An example of this is provided by the Economist Newspaper in its 13th November edition, in which one can read that “What really turned the dollar around early this year was massive intervention by the Bank of Japan. But with Japan’s economy now in much stronger shape, it may be less eager to buy dollars.”

This is an astonishing remark in the context of the data for the past six months, which has pointed, with startling clarity, to an economy which is not stronger than it was earlier in the year but much weaker. The Ministry of Finance stopped intervening in March this year, when the economy had been growing at over 6% p.a. for the previous two quarters. Since then we have had a rash of data showing unequivocally that output has now ground to a halt.

Although short-term forecasts amount to little more than guesswork, it is nonetheless possible to make rational assessments of the medium-term economic outlook. This requires an objective consideration of the major imbalances in the economy and an analysis as to whether they can be expected to cure themselves without strain. If such good fortune cannot reasonably be expected, responsible planning requires the introduction of new policies.

Japan has several major disequilibria which need attention. The most worrying is the excessive level of corporate investment. This exposes the economy to major risks, not only because demand will fall as investment declines, but because it is ignored in the comments made by the Ministry of Finance and Bank of Japan.

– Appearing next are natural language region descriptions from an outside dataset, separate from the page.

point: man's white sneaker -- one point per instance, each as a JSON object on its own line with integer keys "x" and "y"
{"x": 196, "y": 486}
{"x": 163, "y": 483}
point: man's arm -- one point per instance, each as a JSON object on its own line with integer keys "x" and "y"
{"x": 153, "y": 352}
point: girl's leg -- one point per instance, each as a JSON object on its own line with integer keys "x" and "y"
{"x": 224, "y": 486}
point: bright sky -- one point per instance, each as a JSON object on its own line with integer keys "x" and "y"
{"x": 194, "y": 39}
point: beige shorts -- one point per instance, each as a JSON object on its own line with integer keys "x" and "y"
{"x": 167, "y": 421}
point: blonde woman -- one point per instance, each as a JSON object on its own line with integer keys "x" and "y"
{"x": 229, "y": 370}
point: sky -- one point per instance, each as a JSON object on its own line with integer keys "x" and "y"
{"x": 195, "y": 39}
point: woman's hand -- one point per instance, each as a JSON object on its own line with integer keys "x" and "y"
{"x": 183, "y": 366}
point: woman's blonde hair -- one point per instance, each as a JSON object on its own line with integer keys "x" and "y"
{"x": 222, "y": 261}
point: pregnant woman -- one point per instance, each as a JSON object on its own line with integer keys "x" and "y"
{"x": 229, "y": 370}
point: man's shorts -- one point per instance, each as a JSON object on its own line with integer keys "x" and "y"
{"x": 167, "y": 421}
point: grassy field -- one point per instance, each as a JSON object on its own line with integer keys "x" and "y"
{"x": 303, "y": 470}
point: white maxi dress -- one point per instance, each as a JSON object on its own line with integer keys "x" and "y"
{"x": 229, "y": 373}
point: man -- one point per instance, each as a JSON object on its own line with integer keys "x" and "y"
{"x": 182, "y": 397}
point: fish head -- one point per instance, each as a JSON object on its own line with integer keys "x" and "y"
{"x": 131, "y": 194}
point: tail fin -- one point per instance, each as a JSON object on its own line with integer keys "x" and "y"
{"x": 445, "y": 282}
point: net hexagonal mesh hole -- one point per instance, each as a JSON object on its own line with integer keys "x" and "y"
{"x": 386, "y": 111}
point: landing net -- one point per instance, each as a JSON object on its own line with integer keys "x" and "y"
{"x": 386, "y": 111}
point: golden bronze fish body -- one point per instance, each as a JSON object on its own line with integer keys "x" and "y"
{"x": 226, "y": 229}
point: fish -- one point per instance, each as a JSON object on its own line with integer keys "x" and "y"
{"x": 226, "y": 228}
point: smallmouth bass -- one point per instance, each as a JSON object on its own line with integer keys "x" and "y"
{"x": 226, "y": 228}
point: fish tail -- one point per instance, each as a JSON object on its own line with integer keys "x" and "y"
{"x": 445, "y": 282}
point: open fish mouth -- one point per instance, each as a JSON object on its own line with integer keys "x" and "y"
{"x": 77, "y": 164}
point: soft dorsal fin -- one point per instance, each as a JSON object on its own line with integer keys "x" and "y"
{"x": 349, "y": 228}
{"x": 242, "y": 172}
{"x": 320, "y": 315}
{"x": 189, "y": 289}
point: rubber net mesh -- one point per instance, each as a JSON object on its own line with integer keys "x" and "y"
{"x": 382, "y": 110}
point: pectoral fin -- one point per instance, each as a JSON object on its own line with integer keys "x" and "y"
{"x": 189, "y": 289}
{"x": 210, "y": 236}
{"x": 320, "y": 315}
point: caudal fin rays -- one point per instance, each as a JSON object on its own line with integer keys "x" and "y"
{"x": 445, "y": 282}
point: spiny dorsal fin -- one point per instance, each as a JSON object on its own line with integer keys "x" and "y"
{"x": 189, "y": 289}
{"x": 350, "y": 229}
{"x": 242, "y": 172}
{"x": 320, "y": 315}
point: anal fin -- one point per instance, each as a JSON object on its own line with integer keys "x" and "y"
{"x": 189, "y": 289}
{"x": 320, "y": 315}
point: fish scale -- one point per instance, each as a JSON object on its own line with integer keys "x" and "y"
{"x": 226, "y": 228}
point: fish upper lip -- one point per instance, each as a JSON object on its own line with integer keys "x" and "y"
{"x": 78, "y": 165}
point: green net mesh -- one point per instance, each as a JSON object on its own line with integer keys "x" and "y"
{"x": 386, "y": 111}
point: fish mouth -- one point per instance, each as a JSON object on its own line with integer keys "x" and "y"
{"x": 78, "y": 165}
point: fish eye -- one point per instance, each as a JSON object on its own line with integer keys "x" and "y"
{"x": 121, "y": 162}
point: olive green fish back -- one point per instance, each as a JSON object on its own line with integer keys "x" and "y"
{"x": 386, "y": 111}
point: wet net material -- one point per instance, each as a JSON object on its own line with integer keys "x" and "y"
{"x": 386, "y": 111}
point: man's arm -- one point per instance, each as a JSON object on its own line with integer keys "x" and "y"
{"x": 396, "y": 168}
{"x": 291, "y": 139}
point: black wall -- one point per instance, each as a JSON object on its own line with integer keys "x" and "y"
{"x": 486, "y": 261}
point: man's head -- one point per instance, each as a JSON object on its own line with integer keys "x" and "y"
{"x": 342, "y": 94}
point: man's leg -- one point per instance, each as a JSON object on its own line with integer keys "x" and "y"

While the first point is worrying from a short-term viewpoint, the other is even more serious, because problems which are ignored are seldom satisfactorily resolved

Consumer spending has remained buoyant, but as incomes are falling, this has only been possible because households cut back on their savings. These have now fallen to very low levels and many economists, such as those in the OECD and in the UK’s National Institute for Economic and Social Research, expect the fall to halt or reverse.

Once again, the data showing that the economy is in bad shape may be wrong, or we may be about to witness a return to growth. But this was the consensus three months ago, and since then the data shows a worse rather than a better trend. To rely on the data being wrong again, or the economy being about to pick up, cannot therefore be other than dangerous.

Children, when they find a joke are fond of repeating it. To try and help them grow up, my wife and I used tell our children that “once is funny, twice is silly.” Those in charge of Japan’s economy would do well to heed this. It is possible that the economy will now improve without any measures to stimulate growth. But it may not, and the Japanese people have the right to know what plans are in place to avoid a fall back into recession.

Since export growth is so clearly essential, the most important issue on which the Japanese people need to be reassured is that the Ministry of Finance will return to intervening in the foreign exchange market, to ensure that the yen does not strengthen.